LSM dan Wartawan Desak KPH Maria Donggo Masa Tindak Tegas Pelaku Pengrusak Hutan


Kabupaten Bima. Media Dinamika Global-id. LSM dan wartawan geruduk Kantor KPH Maria Donggo Masa, guna mendesak pihak KPH untuk mengambil sikap terhadap adanya pengrusakan hutan di Desa Kombo Kecamatan Wawo Kabupaten Bima. Jum'at, (14/07/23).

Kali ini beberapa kelompok masyarakat Desa Kombo Kecamatan Wawo Kabupaten Bima, melakukan aktivitas pembabatan hutan, bahkan aktivitas itu diketahui oleh pihak KPH Maria Donggo Masa.

Selain itu diduga ada sejumlah kejanggalan serta pelanggaran dilakukan oleh sekelompok warga Desa Kombo yang melakukan pengrusakan hutan tersebut, pasalnya kawasan hutan tersebut merupakan kawasan hutan tutupan.

Menyikapi hal itu, LSM dan Wartawan meninta kepada pihak KPH untuk mengambil sikap serta menindak tegas para pelaku pengrusak hutan tersebut, termasuk oknum-oknum yang berada dibelakang mereka.

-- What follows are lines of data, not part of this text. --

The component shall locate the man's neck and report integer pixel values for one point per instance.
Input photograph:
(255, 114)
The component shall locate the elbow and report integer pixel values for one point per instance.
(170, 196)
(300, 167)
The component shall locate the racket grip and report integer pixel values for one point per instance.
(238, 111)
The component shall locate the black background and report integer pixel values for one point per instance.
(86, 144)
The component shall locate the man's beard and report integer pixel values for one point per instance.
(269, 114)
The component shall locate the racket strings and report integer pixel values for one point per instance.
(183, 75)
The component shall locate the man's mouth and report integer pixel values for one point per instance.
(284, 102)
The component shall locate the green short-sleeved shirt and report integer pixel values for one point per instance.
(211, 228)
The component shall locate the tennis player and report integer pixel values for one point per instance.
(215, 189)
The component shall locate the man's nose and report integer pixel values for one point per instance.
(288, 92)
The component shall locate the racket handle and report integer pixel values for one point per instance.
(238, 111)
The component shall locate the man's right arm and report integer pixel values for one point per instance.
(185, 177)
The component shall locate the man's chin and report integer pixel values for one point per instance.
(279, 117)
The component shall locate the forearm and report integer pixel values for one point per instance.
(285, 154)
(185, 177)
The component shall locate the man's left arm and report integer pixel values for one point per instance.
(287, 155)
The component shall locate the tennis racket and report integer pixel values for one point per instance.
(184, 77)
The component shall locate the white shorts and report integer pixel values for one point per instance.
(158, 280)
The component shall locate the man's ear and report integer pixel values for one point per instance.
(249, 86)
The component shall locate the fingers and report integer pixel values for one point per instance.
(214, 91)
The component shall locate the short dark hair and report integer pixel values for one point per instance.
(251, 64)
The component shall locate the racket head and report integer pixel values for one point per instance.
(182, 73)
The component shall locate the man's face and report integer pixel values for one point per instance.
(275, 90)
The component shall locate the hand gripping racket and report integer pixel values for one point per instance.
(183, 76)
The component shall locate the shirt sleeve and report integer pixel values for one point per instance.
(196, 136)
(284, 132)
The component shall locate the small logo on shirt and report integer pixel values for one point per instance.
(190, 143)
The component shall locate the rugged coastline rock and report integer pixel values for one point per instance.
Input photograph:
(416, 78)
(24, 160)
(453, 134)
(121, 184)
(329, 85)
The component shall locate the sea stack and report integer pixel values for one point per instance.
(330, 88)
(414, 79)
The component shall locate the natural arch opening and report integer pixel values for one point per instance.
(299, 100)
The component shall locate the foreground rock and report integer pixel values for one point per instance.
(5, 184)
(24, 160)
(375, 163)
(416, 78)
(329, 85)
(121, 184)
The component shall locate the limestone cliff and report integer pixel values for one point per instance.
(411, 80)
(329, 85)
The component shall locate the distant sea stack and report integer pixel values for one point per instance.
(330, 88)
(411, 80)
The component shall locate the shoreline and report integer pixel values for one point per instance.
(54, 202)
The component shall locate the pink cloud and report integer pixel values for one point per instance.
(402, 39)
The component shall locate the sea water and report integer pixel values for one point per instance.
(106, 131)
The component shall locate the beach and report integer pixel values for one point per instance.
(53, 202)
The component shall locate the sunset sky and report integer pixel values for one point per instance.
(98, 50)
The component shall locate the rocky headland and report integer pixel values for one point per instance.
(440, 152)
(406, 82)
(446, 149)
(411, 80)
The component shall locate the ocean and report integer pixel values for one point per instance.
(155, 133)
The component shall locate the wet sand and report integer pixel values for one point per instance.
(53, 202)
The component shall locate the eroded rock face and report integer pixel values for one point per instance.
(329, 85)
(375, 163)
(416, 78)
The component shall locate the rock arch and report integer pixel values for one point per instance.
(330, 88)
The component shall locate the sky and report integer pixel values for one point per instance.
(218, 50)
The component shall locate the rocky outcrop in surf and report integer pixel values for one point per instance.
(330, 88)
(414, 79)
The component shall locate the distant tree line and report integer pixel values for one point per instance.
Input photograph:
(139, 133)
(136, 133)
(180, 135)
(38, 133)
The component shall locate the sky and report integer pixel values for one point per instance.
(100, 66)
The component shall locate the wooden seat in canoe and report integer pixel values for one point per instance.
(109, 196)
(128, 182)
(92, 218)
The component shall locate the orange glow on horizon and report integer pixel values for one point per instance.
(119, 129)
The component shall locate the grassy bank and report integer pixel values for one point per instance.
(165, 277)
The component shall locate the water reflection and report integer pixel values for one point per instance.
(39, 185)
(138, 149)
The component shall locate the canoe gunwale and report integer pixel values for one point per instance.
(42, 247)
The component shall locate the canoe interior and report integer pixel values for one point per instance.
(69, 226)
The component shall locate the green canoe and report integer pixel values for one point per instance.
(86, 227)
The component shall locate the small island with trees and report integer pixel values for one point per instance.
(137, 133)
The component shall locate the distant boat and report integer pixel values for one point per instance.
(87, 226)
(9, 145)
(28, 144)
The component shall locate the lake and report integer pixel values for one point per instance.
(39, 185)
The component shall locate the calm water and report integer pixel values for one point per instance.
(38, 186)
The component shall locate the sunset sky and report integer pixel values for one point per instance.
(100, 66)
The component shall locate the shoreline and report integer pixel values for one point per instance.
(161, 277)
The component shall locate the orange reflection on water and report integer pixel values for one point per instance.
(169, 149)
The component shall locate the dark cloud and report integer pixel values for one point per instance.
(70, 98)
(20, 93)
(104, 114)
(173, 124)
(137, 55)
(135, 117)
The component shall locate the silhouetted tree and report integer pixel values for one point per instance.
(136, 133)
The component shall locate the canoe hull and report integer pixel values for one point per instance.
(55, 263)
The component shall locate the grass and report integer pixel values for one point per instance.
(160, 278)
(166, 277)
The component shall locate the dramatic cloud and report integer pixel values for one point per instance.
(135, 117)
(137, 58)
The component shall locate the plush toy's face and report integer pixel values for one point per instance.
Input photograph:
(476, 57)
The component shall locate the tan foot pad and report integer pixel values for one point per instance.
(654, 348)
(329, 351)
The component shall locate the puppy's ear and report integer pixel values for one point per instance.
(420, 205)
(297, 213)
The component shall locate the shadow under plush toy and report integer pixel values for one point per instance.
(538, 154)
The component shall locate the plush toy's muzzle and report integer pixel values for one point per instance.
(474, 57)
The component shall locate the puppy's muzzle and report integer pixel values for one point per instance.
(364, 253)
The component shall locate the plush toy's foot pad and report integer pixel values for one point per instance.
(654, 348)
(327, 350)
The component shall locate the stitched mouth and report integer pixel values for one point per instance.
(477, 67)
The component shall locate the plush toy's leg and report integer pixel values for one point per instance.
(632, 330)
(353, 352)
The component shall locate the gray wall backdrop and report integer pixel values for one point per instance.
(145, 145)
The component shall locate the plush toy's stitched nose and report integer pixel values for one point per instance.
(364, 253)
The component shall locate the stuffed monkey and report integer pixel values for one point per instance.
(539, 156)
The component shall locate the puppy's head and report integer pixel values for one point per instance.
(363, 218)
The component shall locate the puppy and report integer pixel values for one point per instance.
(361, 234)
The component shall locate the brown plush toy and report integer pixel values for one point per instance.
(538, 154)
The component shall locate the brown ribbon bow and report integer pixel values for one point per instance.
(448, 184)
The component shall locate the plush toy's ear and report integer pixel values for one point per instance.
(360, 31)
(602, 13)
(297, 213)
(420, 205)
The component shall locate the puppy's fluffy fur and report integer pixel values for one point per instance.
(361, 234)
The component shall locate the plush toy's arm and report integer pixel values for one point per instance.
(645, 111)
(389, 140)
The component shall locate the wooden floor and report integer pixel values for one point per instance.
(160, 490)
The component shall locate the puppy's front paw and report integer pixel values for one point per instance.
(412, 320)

Dalam pertemuan itu, Muhammad Arifuddin Kepala Seksi Perencanaan Pemanfaatan Huta dan Pemberdayaan Masyarakat menjelaskan, kita sudah tau adanya aktivitas yang merusak lahan kopi itu, dan teman-teman Resort Wawo sudah membuat laporan kejadian terkait insiden itu, dan sudah masuk ke seksi pengamanan hutan dan akan diproses dan ditindaklanjuti berdasarkan laporan teman-teman Resort. 

Selanjutnya nanti ada proses pengambilan keterangan. Ujarnya.

Hari ini kita tengah menyelidiki terkait apakah hutan yang mereka kerjakan itu termasuk kawasan hutan tutupan atau tidak, nanti akan ada tindakan dari bagian pengamanan, dan saya belum bisa memberikan kesimpulan, tapi yang jelas informasi itu sudah kami tau, teman-teman dari resort wawo sudah membuat laporan kejadian untuk ditindaklanjuti.

Dan terkait adanya kerugian pohon kopi milik warga yang dibersihkan oleh mereka, sejauh ini kita masih menunggu hasil dari bagian pengaman, tapi yang jelas akan ada pemanggilan setelah pengumpulan data-data, apapun out put untuk itu, kita tunggu hasil dari bagian pengamanan.

Soal pelanggaran pasti akan diproses dan akan ada sanksi, tergantung apakah dalam hal ini ada yang dilanggar atau tidak, kita tunggu saja hasil dari temuan teman-teman dilokasi. Pungkasnya.


Ditempat yang sama, Khaerudin selaku Polhut KPH menambahkan, soal kapan waktu, kita tunggu saja, nanti kita akan melakukan pemanggilan kepada yang bersangkutan sesuai yang ada di LK untuk diambil keterangannya, nanti ada saksi baik dari pihak masyarakat ataupun dari petugas yang akan memberikan keterangan. Dan jika nanti sudah terpenuhi semua barang bukti maupun saksi, nanti kita akan tetap limpahkan ke penyidiknya di Polres maupun LK. Tutupnya.

Memang sangat disayangkan tindakan yang dilakukan oleh beberapa oknum warga Kombo tersebut, pasalnya mereka tanpa berpikir panjang untuk menebang semua pohon kopi salah satu warga, pada hal kopi tersebut sudah beberapa kali dipanennya.

Juga baru-baru ini ada tawaran dari salah satu perusahaan dari pusat dengan harga yang cukup lumayan yaitu Rp. 35.000 per kilo, namun setibanya dilokasi pohon kopi hasil jerih payahnya sudah di tebang oleh seseorang, bahkan sadisnya lagi, lahan yang sudah sia kelola selama ini ingin di kuasai oleh oknum tersebut. (MDG 002).